Today is the first Friday of this school year. It's the day teachers release a collective sigh and head home in a near delirium state of exhaustion. We've made it through the first week. The routines will settle in on Monday and we've only got 35 more weeks to go.
For me, the first Friday of last year was my last day of "normal".
I remember the sound of the dismal bell for last period and calling to my students to, "have a great weekend!"
I remember leaving piles of paper on my desk but still shoving some in my bag to take home.
I remember still feeling slightly sticky from the weak AC in my room and the first pep rally of football season as I locked the classroom door behind me and exited the building.

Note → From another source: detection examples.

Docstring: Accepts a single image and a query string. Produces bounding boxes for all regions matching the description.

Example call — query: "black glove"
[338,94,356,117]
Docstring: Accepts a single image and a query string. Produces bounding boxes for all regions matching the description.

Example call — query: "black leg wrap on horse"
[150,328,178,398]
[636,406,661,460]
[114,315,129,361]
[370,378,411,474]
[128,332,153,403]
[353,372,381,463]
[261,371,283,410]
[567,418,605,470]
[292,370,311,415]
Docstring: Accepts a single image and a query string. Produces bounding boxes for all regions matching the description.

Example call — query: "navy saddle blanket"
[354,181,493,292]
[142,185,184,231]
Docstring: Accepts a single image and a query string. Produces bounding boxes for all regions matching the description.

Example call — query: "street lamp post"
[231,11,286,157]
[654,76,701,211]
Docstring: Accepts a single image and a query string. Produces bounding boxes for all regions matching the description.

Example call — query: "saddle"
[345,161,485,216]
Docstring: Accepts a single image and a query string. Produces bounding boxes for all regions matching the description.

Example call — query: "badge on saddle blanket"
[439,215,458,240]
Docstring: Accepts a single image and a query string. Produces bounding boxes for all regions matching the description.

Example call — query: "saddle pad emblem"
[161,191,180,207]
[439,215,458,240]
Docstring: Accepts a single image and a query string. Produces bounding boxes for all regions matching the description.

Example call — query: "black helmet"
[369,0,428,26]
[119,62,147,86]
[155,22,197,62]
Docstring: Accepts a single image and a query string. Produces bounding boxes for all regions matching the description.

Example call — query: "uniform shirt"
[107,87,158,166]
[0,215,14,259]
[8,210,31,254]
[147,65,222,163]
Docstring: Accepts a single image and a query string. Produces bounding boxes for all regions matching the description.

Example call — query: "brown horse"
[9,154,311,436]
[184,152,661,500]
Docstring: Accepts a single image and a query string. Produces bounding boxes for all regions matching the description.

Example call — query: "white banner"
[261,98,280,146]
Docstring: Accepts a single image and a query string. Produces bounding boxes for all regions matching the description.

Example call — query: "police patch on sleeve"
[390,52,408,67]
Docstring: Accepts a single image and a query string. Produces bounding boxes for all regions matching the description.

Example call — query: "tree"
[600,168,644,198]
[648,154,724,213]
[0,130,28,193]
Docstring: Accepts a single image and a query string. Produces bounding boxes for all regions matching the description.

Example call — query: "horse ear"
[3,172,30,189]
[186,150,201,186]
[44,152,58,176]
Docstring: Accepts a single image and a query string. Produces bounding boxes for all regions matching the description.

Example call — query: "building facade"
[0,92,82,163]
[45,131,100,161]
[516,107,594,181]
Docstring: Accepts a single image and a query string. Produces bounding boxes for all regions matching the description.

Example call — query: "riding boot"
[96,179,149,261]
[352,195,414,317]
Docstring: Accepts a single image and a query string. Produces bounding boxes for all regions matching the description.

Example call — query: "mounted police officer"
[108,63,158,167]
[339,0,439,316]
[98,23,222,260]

Having no idea I'd never walk back in that room as a teacher again.
I don't remember if I cooked dinner that night or if my husband and I left the kids with my mom and ate out.

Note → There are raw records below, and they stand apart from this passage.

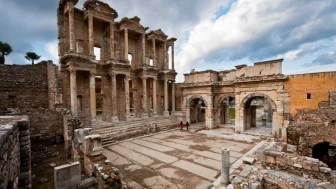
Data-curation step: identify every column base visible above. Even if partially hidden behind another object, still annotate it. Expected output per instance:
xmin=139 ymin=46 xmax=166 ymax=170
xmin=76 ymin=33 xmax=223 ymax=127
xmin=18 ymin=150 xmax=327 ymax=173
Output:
xmin=91 ymin=119 xmax=98 ymax=128
xmin=163 ymin=111 xmax=169 ymax=117
xmin=142 ymin=113 xmax=148 ymax=118
xmin=112 ymin=116 xmax=119 ymax=122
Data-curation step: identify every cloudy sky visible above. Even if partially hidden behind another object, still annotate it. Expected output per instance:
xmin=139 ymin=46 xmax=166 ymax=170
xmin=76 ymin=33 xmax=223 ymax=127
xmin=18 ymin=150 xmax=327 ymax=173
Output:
xmin=0 ymin=0 xmax=336 ymax=81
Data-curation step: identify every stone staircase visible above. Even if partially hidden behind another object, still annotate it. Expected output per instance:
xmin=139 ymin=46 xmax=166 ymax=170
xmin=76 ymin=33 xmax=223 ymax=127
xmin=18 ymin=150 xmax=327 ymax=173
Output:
xmin=92 ymin=116 xmax=180 ymax=146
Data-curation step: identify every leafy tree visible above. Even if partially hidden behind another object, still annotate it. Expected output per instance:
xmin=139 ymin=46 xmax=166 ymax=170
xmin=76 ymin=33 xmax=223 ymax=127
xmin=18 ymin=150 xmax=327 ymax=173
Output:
xmin=0 ymin=41 xmax=12 ymax=64
xmin=25 ymin=52 xmax=41 ymax=65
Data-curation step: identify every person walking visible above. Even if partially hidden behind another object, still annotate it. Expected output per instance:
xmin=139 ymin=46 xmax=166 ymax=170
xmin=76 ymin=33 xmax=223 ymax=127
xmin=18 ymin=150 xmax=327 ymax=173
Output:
xmin=180 ymin=121 xmax=183 ymax=131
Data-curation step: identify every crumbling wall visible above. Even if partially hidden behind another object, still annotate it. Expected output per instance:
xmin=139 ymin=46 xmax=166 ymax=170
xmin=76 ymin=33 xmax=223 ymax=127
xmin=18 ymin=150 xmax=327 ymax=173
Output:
xmin=287 ymin=91 xmax=336 ymax=156
xmin=22 ymin=108 xmax=66 ymax=140
xmin=0 ymin=116 xmax=31 ymax=189
xmin=0 ymin=62 xmax=50 ymax=109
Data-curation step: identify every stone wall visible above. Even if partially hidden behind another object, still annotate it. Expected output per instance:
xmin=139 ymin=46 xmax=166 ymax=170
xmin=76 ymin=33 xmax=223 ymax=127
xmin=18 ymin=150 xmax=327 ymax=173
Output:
xmin=0 ymin=62 xmax=50 ymax=109
xmin=0 ymin=116 xmax=31 ymax=189
xmin=287 ymin=91 xmax=336 ymax=156
xmin=22 ymin=108 xmax=65 ymax=140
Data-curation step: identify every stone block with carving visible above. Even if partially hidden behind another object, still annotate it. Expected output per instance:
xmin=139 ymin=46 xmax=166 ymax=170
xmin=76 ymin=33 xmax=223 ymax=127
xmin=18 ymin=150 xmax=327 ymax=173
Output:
xmin=74 ymin=128 xmax=91 ymax=151
xmin=83 ymin=135 xmax=103 ymax=156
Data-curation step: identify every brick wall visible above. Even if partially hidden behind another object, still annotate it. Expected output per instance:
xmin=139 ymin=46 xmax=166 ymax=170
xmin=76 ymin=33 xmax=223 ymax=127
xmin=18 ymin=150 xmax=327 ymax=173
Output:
xmin=0 ymin=116 xmax=31 ymax=189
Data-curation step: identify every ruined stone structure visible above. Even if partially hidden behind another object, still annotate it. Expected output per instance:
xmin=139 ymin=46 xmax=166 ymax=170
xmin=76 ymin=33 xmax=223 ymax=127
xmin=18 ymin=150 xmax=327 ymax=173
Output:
xmin=57 ymin=0 xmax=176 ymax=126
xmin=178 ymin=59 xmax=290 ymax=134
xmin=180 ymin=59 xmax=336 ymax=140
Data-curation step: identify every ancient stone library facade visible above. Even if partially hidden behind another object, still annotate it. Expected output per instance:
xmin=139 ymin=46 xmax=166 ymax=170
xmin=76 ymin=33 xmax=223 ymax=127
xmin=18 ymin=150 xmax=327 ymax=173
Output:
xmin=57 ymin=0 xmax=176 ymax=125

I can barely remember driving to Oklahoma the next day for a birthday party and driving home Sunday afternoon.
What I do remember about Sunday is before I sat down to go through those papers or gather my lesson plans for the week, before I cooked dinner for my kids or really even had a conversation with my husband, I went into my mom's room.
I guess not everyone can pinpoint the minute their life changed. For most people, it's probably a gradual shift that sneaks up on you like those extra pounds on your hips or needing reading glasses after 40. I know the exact moment my life changed.
August 30, 2015 4:30pm.
Mom and I were sitting on her bed, talking about the birthday party. That's when her head dropped to her chest as if she'd fallen asleep. That's the moment that triggered 36 hours of her being incoherent, a 13 day hospital stay, a devastating diagnosis delivered by a teary-eyed surgeon, folding his mask over and over in his hand and a decision.

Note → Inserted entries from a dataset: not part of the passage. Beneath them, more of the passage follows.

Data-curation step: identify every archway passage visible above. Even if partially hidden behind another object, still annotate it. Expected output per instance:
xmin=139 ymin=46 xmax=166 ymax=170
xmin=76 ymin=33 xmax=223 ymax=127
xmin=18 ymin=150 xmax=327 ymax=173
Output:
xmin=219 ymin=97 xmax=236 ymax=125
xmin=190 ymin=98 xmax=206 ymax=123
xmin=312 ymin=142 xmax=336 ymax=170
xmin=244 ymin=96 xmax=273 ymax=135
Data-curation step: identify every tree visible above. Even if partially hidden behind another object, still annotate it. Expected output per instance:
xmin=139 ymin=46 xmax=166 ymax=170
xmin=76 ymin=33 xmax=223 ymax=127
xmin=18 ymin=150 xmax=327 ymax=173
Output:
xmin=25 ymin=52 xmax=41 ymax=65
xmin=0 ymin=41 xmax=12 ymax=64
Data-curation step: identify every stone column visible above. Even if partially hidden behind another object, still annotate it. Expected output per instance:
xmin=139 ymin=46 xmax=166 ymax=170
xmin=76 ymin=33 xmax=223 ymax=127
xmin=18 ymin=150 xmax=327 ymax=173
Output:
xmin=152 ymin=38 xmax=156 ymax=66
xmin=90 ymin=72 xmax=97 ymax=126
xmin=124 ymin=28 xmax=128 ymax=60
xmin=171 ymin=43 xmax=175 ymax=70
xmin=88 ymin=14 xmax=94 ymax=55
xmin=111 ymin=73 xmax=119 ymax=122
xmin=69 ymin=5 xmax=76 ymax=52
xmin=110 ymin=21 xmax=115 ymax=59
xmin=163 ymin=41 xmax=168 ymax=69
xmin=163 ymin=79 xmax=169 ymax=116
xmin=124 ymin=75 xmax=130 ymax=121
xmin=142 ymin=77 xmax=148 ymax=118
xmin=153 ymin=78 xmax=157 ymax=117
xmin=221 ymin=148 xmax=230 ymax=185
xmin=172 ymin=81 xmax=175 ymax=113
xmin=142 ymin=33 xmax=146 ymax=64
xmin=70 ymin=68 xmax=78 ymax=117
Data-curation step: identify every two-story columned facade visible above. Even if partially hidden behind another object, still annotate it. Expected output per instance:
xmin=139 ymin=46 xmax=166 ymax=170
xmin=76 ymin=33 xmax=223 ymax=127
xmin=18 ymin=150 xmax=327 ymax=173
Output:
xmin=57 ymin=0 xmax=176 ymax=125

I would leave teaching for 12 weeks.
But 12 weeks wasn't enough. So, I resigned. I packed up the personal things from my classroom, leaving any materials I thought my replacement could use until I could collect them at the end of the year.
I became a full-time caregiver until March 10th when I became Executrix of the estate.
I didn't return to teaching this year. I wasn't ready. I have too much reassembling of my life that needs to happen first.
I thought it would hit me on the first day when my daughters headed out to their new classes and my husband left for work. I thought that's when I'd miss it. I didn't.
Not until today.
I don't miss teaching, yet. I've missed my students and my co-workers but not teaching itself. I'm sure that will come.
What I miss today is the me who walked out of those high school doors on the first Friday last year.
The one who didn't know what was coming. Didn't know to be worried and didn't know everything in her world was about to change.